Benign paroxysmal positional vertigo (BPPV) is the most common peripheral vertigo disease. ¹ Epidemiology showed that the lifetime prevalence of BPPV was 2.4%, the annual prevalence was 1.6%, and the annual incidence was 0.6%. ² Canalith repositioning procedure (CRP) is the most important treatment for BPPV, which removes the otolith from the affected semicircular canal and gets rid of vertigo instantly upon most occasions. ³ However, 31% to 61% of BPPV patients still suffer from residual dizziness (RD) lasting a few weeks to several months after successful CRP. These BPPV patients with RD usually complain of a non‐specific dizziness, imbalance, or unsteadiness, without positional vertigo and nystagmus. ⁴ , ⁵

Currently, the potential neural mechanism of RD remains unclear.
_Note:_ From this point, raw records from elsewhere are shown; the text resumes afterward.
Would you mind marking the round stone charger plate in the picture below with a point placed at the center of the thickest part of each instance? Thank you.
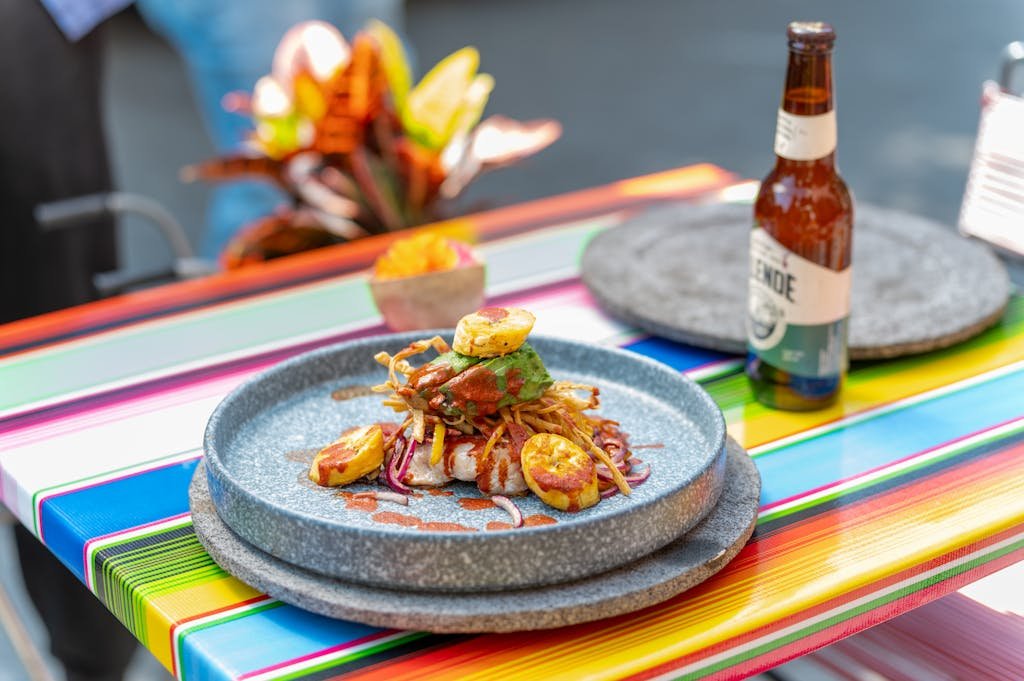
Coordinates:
(261, 438)
(676, 567)
(681, 272)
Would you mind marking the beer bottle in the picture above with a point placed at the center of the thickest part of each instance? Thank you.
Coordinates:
(799, 296)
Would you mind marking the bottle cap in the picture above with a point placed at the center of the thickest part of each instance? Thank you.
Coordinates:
(810, 36)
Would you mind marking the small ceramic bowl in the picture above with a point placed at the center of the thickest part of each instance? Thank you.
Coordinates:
(432, 300)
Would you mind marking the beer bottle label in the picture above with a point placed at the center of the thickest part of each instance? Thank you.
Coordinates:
(805, 137)
(798, 310)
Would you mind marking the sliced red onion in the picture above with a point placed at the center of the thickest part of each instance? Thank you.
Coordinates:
(397, 465)
(509, 507)
(603, 473)
(384, 497)
(407, 460)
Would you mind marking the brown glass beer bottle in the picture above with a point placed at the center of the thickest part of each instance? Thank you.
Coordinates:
(799, 295)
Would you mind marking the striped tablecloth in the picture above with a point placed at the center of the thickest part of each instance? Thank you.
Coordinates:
(905, 491)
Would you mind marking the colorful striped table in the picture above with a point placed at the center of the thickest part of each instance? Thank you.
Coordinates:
(904, 492)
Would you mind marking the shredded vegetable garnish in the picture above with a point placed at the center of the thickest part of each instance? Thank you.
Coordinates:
(438, 449)
(560, 410)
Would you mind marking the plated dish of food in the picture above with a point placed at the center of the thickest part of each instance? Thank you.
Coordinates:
(413, 461)
(485, 411)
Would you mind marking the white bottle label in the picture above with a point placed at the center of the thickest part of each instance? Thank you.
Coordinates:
(797, 310)
(805, 137)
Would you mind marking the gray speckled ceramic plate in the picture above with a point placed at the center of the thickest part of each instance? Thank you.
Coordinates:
(680, 565)
(259, 440)
(680, 271)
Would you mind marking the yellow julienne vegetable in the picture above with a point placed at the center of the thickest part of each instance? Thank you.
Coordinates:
(438, 449)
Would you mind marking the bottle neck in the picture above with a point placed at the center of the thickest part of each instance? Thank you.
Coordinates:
(808, 83)
(806, 131)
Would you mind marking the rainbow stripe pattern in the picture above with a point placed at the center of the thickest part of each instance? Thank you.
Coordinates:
(907, 490)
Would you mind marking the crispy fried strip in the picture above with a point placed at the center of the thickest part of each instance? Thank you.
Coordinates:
(419, 425)
(499, 431)
(438, 449)
(603, 457)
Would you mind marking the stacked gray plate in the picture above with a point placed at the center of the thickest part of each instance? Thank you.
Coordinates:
(259, 438)
(681, 271)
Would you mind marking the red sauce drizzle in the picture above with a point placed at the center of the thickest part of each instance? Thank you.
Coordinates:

Some studies considered that the occurrence of RD was attributed to incomplete central nervous system adaptation and compensatory. ⁶ , ⁷ A recent resting‐state functional magnetic resonance imaging (fMRI) study suggested that patients with BPPV exhibited increased fractional amplitude of low‐frequency fluctuations (fALFF) in region of pons, functional changes in pons might reflect central adaptation and compensatory after repeated attacks of episodic vertigo. ⁸ Previous studies have also shown that the vestibular nucleus of the pons might play an important role in central compensation in patients with unilateral external vestibular damage or in rats model of acute unilateral labyrinthotomy. ⁹ , ¹⁰ In central vestibular pathway, it was confirmed that the vestibular nucleus relies on vestibular information to the vestibular cortex through the thalamus. ¹¹ It was reported that the parieto‐insular vestibular cortex (PIVC) was the core of the human vestibular cortex, and parietal operculum cortex 2 (OP2) was the core of PIVC and was considered to be the primary vestibular cortical region in humans. ¹² , ¹³ Thus, it is reasonable to think that the vestibular nucleus relies on vestibular information to the OP2 through the thalamus, and the functional changes in pons (vestibular nucleus) in patients with BPPV may indicate abnormal functional activity of the OP2. However, it is currently not clear whether BPPV patients with RD showed abnormal functional activity of the OP2.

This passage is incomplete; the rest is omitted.